Neben der neuen Chefin und dem Dauerdruck durch Daten- und Verbraucherschützerinnen und -schützer dürfte auch die wachsende Konkurrenz die Öffnung gefördert haben. Das sogenannte Scoring ist ein Wachstumsmarkt, seit der Onlinehandel immer mehr Geschäftspartnerinnen und -partner zusammenbringt, die sich nicht kennen. Ohne statistische Berechnung der Ausfallwahrscheinlichkeit – nichts anderes ist Scoring – wären viele Geschäftsmodelle überhaupt nicht denkbar.

Anfang des Jahres interessierte sich der Finanzinvestor EQT für einen Einstieg bei der Schufa und bewertete das Unternehmen angeblich mit 2 Milliarden Euro – bei einem bescheidenen Umsatz zwischen 200 und 300 Millionen Euro. EQT warb nicht zuletzt mit dem Versprechen, für mehr Offenheit bei der Schufa zu sorgen, und traf damit den schwachen Punkt.

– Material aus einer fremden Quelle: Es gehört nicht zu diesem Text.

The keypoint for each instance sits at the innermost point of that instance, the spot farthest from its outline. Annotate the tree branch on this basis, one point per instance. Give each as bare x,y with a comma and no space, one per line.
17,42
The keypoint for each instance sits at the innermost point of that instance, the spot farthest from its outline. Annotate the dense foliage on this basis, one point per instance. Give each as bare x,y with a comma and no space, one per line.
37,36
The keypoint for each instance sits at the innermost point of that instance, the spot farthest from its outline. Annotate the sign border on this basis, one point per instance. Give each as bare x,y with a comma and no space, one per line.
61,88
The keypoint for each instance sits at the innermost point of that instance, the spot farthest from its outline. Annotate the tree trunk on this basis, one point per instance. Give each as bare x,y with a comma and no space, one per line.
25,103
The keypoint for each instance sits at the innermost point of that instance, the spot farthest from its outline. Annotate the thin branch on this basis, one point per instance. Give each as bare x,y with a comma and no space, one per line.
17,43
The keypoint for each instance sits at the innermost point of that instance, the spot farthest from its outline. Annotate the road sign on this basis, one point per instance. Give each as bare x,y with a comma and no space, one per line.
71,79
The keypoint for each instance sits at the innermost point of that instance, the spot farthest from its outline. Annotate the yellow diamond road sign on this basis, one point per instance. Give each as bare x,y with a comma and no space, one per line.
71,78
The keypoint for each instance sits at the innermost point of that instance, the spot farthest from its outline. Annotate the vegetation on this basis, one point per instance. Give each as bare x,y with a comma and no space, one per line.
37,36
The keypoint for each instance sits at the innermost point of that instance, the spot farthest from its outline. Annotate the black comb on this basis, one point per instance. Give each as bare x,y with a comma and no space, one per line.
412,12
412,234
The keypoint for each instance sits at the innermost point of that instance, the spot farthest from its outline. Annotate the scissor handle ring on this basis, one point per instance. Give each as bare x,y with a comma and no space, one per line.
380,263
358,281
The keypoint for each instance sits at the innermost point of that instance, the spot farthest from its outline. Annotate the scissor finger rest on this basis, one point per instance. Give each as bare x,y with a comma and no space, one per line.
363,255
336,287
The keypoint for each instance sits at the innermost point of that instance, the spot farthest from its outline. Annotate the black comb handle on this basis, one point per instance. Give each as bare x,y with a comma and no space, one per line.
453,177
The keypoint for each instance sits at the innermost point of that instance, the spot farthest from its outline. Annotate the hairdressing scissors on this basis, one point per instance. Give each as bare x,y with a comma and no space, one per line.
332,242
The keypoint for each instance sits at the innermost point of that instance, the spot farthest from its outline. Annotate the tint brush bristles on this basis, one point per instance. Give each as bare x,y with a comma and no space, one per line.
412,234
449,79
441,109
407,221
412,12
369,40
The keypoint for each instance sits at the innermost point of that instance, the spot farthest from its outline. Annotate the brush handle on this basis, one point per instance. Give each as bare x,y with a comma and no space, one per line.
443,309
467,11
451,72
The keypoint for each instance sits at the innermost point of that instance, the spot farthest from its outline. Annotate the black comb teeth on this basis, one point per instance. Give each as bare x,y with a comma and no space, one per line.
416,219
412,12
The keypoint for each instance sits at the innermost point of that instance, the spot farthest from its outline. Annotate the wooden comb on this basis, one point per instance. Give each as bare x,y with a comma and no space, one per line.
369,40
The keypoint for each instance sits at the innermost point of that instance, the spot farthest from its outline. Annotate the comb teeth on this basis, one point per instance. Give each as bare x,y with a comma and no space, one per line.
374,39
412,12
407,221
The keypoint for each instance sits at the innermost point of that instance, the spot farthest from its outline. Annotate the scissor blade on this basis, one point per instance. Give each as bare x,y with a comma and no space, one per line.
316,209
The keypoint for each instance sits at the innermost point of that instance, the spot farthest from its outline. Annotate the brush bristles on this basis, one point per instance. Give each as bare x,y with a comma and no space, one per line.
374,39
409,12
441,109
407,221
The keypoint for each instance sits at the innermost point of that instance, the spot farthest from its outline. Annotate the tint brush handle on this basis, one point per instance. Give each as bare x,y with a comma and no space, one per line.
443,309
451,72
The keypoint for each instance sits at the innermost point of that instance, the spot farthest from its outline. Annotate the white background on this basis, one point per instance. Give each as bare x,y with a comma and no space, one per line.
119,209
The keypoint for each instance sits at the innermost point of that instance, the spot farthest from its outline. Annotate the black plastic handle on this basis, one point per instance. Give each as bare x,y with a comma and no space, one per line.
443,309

Der hessische Datenschutzbeauftragte Alexander Roßnagel lobte damals den Fokus auf Transparenz und Verbraucherschutz, und Verbraucherschutzministerin Steffi Lemke (Grüne) sagte: „Wichtig für Verbraucherinnen und Verbraucher ist vor allem, dass die Schufa transparenter wird.“ Der EQT-Einstieg ist offenbar geplatzt, aber eine Transparenzoffensive kommt trotzdem.